31 May 2013

The Green Flash

Ah, the Green Flash - the mystery, the wonder, the quest. After watching decades of sunsets, I finally saw a Green Flash. And, yes, I deem it worthy of capitalization because it is a marvel, like a god, that many pursue and only a few witness. I know the Green Flash is a simple optical refraction phenomenon, not an illusion, but I was still pretty stoked and doubly excited because I was looking through a camera lens and snapped a picture of this rara avis. Now I can prove to friends that this wonder was truly physical and not physiological, psychological, or a figment of a Mai Tai.

We have all heard sailors and old timers wax on about the beauty of the Green Flash; they say it is a brilliant emerald color not seen in any artist’s palette. I always assumed that the people who claimed to see it fell into one of several categories: those who habitually see pink elephants; those who have stared at the sun so long they have destroyed the retinal rods that transmit any color other than green; and those who lie about what they have seen in order to score deference, dates, or drinks.

From a scientist’s perspective, the Green Flash is a phenomenon due to the dispersion of atmospheric refraction. As the sun drops below the horizon, the shorter wavelength green light has a longer refractive delay and hence is the last to disappear - which is really a good thing if you like Green Flashes. Now the astute reader will be saying, “But blue is an even shorter wavelength than green so why don’t we get a blue flash?” The very short wavelength blue light of the setting sun is scattered away by air molecules and aerosol particles before it gets to your eye. That’s why the sky is blue.

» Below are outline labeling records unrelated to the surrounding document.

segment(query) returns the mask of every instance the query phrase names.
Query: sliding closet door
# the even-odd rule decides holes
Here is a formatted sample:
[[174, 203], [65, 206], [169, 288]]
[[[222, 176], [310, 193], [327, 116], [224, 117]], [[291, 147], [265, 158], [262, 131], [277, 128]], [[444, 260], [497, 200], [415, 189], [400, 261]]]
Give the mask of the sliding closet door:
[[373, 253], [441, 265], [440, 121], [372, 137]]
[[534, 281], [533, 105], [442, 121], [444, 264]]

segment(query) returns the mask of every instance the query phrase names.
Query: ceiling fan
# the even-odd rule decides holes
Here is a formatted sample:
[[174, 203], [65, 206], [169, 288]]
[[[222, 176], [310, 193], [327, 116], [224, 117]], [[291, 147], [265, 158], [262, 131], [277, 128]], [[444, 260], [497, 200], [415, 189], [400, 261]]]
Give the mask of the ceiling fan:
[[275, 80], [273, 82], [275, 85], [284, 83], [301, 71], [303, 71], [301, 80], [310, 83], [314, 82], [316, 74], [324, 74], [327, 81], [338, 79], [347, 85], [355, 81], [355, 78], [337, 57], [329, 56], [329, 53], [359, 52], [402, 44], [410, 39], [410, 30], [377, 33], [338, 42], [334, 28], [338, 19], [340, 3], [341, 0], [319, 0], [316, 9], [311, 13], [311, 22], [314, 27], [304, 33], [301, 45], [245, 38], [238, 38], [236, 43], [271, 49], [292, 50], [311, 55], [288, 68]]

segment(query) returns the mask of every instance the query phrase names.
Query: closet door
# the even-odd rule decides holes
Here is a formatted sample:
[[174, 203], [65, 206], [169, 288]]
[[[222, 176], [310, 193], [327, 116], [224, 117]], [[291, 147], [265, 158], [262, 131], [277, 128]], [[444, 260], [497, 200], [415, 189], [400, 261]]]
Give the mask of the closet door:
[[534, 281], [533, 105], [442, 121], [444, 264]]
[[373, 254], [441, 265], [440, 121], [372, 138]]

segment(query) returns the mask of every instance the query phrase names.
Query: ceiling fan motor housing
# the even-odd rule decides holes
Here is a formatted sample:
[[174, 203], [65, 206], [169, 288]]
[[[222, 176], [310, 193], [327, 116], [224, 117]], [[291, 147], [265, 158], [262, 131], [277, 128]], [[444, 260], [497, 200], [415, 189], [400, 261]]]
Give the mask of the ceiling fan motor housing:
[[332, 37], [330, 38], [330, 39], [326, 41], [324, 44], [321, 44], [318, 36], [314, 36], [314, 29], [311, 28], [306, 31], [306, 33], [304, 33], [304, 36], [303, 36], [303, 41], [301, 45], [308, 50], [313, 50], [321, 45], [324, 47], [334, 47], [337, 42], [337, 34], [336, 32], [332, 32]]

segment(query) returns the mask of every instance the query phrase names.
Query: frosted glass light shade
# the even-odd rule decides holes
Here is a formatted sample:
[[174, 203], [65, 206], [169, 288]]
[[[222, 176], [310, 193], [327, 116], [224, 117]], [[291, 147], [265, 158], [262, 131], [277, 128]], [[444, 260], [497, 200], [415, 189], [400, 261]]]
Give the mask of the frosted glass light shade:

From a nonscientific perspective, observing Green Flashes is a result of people relaxing and watching the sunset regularly enough that they get treated to a nonpareil vision - sort of the visual equivalent of stopping to smell the roses.

Jules Verne was so enamored by the Green Ray, as he called it, that he wrote the novel Le Rayon Verte, a story of people traveling to Scotland in quest of the Green Flash. At the end of his novel, they prevail. Verne’s description1 of the event is:


Motionless, and with intense excitement, they watched the fiery globe  as it sank  nearer and nearer the horizon, and,  for  an   instant,  hung   suspended  over  the  abyss. Then, through the refraction of the rays, its disk seemed to change till it looked like an Etruscan vase, with bulging sides, standing on the   water. There was no longer any doubt as to the appearance of the phenomenon. Nothing could now interfere with this glorious sunset! Nothing could prevent its last ray from being seen! ... At last only a faint rim of gold skimmed the surface of the sea.

"The Green   Ray! the  Green Ray!" cried  in  one breath  the  brothers,  Dame  Bess and  Partridge,  whose eyes for one second had reveled in the incomparable tint of liquid jade.

Since Jules Verne wrote this so well in 1882, all I can add to it is the picture I took. Alas, I did not get a photo of the Etruscan vase - maybe next time.  
The Green Flash - Pacific Ocean off the coast of Baja California
Right before the flash - almost an Etruscan vase.


1 – Jules Verne, The Green Ray, 1882. Translated from the French Le Rayon Vert by Mary De Hautesville. Published by Sampson Low, Marston, Searle, & Rivington; London, 1883. Copy obtained via The Internet Archive. http://www.archive.org/details/greenraytrbymde00verngoog

2 comments:

  1. You have photographed a unicorn!

    ReplyDelete
  2. You have been blessed and you are lucky to have had a camera that worked. Mine never took. I have seen the Green Flash twice, once 20 years ago and again, in 2012.
    The feeling is disbelief. Then a feeling of being privileged. Lucky. Blessed.
    God Lives. That's what I thought. Thank you for sharing a marvelous photograph of an indelible memory.